Ce modèle fiscal et budgétaire mine la puissance publique. Il érode le consentement à l’impôt et alimente la défiance démocratique. Nous alertons sur cette impasse. Le prochain débat budgétaire au parlement ne pourra continuer d’éluder ces réalités fondamentales. Il doit être l’occasion de rouvrir les discussions sur l’utilité sociale de la dépense publique et sur la justice fiscale.

Ce capitalisme reconfiguré nécessite de nouvelles formes de pouvoir pour se maintenir. Les droites extrêmes y jouent un rôle central : en court-circuitant les médiations démocratiques — syndicats, parlements, presse —, elles mettent en scène un lien direct entre un « chef » et un « vrai peuple », permettant d’imposer des réformes économiques brutales, en détournant la colère populaire vers les fractions de la société les plus exploitées et les plus dominées.

Il est ainsi urgent de sortir du faux dilemme entre libre-échange et protectionnisme. Ce couple piégé, instrumentalisé par les classes dominantes, vise à figer la mondialisation dans ses formes historiques pour mieux empêcher d’en inventer d’autres. Or, une alternative émerge déjà : autour des recompositions portées par les BRICS +, et de la volonté croissante des pays du Sud de ne plus être de simples variables d’ajustement.

C’est dans cette brèche qu’il faut inscrire une stratégie de développement commun, fondée sur la justice monétaire, la souveraineté coopérative et la mutualisation des savoirs. Face à l’hégémonie occidentale et au multilatéralisme censitaire du FMI ou de l’OMC, plusieurs jalons concrets doivent être posés :

● Abolir le franc CFA/Eco, vestige d’un ordre monétaire postcolonial ;

● Interdire progressivement l’importation de matières premières non transformées localement, pour favoriser la montée en gamme des pays producteurs et réduire les dépendances néocoloniales ;

● Renforcer l’usage des monnaies nationales et des droits de tirage spéciaux (DTS) du FMI dans les échanges, afin de limiter l’hégémonie du dollar et de l’euro, et construire un système monétaire international plus pluriel, plus stable et plus équitable.

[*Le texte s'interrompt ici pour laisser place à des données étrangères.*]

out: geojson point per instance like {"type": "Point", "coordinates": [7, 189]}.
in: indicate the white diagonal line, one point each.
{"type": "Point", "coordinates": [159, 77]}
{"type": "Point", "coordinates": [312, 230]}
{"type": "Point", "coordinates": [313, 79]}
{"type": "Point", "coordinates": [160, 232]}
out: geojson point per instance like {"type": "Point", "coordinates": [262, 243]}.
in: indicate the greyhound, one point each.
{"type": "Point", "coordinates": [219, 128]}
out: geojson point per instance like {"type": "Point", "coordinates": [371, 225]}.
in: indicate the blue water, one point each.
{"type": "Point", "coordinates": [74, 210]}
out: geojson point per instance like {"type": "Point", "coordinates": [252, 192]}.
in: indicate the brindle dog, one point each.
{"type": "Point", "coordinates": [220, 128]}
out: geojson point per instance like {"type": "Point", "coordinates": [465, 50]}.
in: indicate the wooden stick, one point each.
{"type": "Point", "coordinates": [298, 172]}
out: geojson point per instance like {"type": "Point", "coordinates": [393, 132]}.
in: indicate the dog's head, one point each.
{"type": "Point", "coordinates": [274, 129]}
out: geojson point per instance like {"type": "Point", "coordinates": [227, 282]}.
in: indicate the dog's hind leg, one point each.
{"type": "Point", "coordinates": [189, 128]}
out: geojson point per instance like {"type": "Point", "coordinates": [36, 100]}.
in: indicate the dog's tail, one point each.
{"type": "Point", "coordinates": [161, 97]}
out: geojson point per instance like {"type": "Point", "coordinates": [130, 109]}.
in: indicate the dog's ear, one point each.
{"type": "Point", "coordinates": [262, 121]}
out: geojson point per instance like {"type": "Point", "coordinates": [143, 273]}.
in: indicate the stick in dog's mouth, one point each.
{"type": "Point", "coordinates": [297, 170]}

● Créer un Fonds européen pour les services publics, financé directement par la BCE, pour investir dans la santé, l’éducation, le logement et les transports du quotidien — et non dans les marchés financiers ;

● Conditionner l’accès au refinancement à taux zéro de la BCE à des critères sociaux, écologiques et territoriaux, afin de promouvoir un crédit orienté vers l’emploi, la transition et la cohésion plutôt que vers la rente ;

Le temps de la tutelle et des injonctions doit prendre fin. Il faut lui opposer la réciprocité, le respect, et un engagement sincère dans la reconstruction des liens abîmés. C’est à cette hauteur de vue que la France peut retrouver une voix. Non pas celle d’une puissance nostalgique de son histoire coloniale, mais celle d’un pays juste, réellement engagé dans le co-développement.